Immediately after Dhirendranath Dutta’s speech, Mr. Prem Hari Barman, a member from East Bengal spoke in favor of the amendment. Once he stopped, Mr. Liaquat Ali Khan, the Hon’ble Prime Minister of Pakistan, vociferously attacked the intent and content of Dhirendranath Dutta’s amendment. He had the audacity to say: “Mr. President, Sir, I listened to the speech of the Hon’ble the mover (Mr. Dhirendranath Dutta from East Bengal) of the amendment with very care and attention. I wish the Hon’able member had not moved his amendment and tried to create misunderstanding between the different parts of Pakistan. My Honourable friend has waxed eloquent and stated that Bengali should really be the lingua franca of Pakistan. In other words, he does not want Bengali only to be used as a medium of expression in this House, but he has raised indeed a very important question. He (Mr. Dhirendranath Dutta) should realize that Pakistan has been created because of the demand of a hundred million Muslims in this sub-continent and the language of a hundred million Muslims is Urdu and, therefore, it is wrong for him (Dhirendranath Dutta) now to try and create the situation that as the majority of the people of Pakistan belongs to one part of Pakistan, therefore, the language which is spoken there should become the State language of Pakistan. Pakistan is a Muslim State and it must have its lingua franca, the language of the Muslim nation.”

Among other maliciously designed anti-Bengali utterances, Liaquat Ali Khan, the die-hard exponent of one nation, one state and one language policy, also said that Pakistan “must have a State language—the language which would be used between the different parts of Pakistan for inter-provincial communications. Then, Sir, it is not only the population you have to take into consideration. There are so many other factors. Urdu can be the only language which can keep the people of East Bengal or Eastern Zone and the people of Western Zone jointed together. It is necessary for a nation to have one language and that language can be Urdu and no other language.” He also tried to cast aspersion on Dhirendranath Dutta’s patriotism when he said: “The object of this amendment is to create a rift between the people of Pakistan. The object of this amendment is to take away from the Mussalmans that unifying force that brings them together.” At that point, Dhirendranath Dutta protested Liaquat Ali Khan’s downright distortions by saying: “Certainly not, that is not the intention” of the proposed amendment.

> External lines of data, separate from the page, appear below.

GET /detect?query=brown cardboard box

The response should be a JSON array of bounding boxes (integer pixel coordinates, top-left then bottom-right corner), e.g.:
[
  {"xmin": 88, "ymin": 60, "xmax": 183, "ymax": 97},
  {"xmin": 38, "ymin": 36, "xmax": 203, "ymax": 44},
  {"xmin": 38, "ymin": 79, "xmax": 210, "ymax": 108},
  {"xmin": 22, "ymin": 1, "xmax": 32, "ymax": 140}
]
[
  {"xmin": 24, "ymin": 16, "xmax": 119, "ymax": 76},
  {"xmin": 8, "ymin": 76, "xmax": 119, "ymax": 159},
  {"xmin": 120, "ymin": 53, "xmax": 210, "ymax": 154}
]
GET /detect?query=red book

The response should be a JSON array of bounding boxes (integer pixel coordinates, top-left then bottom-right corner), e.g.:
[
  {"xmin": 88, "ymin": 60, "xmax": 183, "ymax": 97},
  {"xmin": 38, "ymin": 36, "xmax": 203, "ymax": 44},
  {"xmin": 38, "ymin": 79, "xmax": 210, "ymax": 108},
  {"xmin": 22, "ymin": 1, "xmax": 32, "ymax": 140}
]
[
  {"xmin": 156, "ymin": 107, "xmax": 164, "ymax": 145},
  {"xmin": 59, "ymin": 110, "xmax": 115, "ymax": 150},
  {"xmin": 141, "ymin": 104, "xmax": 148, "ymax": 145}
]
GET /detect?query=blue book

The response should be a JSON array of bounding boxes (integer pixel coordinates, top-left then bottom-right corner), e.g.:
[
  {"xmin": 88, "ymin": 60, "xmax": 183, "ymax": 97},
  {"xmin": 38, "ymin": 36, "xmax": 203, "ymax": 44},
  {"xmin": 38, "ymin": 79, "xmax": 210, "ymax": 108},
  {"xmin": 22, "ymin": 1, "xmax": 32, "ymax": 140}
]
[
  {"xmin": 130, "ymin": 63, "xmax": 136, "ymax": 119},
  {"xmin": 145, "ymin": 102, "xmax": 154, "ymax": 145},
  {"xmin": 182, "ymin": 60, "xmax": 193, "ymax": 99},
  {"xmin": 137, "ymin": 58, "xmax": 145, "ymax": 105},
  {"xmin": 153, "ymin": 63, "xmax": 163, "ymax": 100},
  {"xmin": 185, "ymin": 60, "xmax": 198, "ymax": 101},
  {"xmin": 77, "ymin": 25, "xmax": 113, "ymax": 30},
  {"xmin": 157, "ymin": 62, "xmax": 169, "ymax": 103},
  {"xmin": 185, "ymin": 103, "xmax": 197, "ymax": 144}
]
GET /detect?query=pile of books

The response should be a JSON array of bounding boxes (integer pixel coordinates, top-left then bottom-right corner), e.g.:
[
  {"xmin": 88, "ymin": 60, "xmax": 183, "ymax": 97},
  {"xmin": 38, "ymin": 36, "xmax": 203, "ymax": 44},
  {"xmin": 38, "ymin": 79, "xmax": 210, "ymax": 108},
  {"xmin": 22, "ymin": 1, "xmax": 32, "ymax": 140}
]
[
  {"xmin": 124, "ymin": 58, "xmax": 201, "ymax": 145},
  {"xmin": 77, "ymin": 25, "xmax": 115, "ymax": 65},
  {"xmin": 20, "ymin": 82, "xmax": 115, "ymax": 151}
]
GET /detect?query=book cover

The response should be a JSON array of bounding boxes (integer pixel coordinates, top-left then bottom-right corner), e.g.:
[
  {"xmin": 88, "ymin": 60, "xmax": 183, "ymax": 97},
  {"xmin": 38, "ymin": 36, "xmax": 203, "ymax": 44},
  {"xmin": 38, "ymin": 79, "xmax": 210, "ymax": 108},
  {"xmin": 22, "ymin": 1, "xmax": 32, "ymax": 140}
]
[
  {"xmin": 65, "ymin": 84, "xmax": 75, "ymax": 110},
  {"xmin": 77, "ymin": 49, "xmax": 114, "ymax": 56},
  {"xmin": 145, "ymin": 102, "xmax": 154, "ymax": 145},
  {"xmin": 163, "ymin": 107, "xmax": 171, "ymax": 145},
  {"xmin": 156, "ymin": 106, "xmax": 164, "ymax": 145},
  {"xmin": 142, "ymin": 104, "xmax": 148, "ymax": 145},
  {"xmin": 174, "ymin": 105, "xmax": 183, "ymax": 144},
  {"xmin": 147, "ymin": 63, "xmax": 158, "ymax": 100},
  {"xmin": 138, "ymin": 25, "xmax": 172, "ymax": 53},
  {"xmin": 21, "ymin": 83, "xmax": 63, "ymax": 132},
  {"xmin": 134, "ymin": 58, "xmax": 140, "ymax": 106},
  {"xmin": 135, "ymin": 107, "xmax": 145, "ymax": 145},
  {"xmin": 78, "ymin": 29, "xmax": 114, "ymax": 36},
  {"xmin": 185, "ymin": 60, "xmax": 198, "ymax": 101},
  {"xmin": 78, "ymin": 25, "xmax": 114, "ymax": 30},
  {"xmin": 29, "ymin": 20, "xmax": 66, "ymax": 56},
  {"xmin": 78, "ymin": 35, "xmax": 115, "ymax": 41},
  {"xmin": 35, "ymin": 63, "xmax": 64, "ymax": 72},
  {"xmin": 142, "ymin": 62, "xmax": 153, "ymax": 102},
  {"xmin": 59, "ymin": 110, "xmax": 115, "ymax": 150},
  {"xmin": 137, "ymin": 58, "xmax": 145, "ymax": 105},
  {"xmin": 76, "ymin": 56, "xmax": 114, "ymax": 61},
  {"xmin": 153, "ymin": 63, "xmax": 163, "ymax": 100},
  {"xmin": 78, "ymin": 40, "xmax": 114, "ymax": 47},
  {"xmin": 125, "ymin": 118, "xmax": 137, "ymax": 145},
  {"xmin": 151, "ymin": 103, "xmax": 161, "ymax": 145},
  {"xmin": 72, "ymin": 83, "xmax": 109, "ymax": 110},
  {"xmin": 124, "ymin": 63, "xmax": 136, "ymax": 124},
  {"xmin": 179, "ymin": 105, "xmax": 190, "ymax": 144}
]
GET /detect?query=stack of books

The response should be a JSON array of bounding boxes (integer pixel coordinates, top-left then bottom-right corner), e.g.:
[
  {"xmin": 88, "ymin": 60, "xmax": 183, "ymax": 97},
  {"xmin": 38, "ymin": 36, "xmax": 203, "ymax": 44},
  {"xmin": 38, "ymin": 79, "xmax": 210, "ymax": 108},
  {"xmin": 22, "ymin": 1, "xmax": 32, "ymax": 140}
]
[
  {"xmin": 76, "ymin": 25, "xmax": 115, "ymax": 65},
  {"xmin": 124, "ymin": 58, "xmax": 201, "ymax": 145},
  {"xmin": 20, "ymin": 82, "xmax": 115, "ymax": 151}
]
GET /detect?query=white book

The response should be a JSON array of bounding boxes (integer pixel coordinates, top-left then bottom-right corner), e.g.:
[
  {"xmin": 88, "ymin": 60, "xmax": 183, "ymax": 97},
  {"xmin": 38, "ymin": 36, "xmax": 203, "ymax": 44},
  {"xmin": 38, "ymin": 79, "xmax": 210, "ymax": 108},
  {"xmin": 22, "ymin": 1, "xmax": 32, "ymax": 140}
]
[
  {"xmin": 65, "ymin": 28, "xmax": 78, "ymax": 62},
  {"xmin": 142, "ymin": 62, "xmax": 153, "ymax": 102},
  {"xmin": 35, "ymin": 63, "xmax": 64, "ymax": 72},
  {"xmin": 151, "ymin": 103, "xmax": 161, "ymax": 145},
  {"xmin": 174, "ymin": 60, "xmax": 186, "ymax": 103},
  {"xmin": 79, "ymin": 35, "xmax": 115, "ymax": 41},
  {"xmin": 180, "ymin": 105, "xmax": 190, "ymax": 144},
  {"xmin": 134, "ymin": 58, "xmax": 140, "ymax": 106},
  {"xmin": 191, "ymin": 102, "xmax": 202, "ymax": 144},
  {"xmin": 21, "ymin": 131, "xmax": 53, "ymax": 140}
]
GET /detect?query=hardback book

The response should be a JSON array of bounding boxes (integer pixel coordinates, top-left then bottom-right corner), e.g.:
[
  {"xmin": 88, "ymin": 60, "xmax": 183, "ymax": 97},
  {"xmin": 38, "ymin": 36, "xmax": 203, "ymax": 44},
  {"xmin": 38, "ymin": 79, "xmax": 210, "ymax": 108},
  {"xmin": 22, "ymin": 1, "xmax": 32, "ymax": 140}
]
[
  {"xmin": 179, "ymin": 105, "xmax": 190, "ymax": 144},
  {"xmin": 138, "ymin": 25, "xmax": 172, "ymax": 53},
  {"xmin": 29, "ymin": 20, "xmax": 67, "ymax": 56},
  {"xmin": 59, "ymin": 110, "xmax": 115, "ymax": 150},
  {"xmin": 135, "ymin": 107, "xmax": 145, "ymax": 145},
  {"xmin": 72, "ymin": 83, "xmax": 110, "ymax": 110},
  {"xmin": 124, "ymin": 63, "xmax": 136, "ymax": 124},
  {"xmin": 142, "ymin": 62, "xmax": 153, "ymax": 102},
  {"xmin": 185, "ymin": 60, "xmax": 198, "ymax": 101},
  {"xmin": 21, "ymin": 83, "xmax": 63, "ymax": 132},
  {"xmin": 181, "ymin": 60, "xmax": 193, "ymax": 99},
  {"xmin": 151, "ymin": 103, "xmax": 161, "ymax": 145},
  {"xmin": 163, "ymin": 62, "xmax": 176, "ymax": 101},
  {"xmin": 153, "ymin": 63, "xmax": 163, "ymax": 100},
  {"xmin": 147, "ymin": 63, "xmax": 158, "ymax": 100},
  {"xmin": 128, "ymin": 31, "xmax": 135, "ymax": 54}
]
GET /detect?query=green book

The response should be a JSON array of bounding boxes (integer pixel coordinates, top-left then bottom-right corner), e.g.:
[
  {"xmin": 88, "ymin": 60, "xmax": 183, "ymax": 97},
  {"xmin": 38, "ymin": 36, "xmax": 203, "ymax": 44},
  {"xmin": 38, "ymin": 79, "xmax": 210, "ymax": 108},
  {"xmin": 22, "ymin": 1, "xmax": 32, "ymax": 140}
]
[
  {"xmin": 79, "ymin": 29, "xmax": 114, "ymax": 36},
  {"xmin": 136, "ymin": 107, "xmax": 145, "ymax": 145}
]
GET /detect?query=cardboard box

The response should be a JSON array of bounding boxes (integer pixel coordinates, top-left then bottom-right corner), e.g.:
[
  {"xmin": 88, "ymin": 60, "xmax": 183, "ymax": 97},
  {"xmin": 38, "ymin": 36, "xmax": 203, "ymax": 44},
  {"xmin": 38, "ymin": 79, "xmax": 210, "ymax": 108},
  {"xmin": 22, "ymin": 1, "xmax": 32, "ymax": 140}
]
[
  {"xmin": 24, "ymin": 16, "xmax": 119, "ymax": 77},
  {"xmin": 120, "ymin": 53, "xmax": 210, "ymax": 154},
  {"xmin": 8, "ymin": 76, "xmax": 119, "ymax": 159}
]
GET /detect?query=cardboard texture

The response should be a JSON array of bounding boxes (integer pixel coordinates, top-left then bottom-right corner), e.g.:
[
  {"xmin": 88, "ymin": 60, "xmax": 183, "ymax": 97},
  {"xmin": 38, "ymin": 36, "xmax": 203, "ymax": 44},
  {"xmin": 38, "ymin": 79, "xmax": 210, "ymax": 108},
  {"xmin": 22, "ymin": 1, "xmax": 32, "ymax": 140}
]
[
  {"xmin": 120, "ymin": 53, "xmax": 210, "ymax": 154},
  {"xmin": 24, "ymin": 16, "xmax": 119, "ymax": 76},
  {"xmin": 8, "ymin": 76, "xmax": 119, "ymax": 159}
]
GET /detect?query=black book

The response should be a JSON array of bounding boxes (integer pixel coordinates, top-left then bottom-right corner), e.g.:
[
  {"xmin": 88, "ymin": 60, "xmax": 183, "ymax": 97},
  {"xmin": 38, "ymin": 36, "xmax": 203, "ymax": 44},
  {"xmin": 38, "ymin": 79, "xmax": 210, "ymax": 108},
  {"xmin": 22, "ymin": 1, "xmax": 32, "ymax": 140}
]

After several members spoke on the language issue, Khwaja Nazimuddin, the then Chief Minister of East Bengal, took the CAP floor to oppose Dhirendranath Dutta’s amendment. A life-long partner of the anti-Bengali forces, he claimed that his support for Urdu as the “only” State language of Pakistan was shared by the views of an overwhelming majority of the people of East Bengal. It is a matter of fact that he said on the CAP floor on February 25, 1948: “Sir, I feel it my duty to let the House know what the opinion of the overwhelming majority of the people of Eastern Pakistan over this question of Bengali language is. I think, there will be no contradiction if I say that as far as inter-communication between the provinces and the Centre is concerned, they (people of East Bengal) feel that Urdu is the only language that can be adopted (as the State language of Pakistan). But there is a strong feeling that the medium of instruction should be Bengali in Educational Institutions and as far as the administration of the province is concerned. The language (to be) used in administering the province should also be Bengali. I am glad to find out that the Honourable the Leader of the House (Liaquat Ali Khan) has made it clear that there is no question of ousting Bengali from the province (of East Bengal), and I am sure that the overwhelming majority of the people (of East Bengal) are in favour of having Urdu as the State Language for the Pakistan State as a whole.”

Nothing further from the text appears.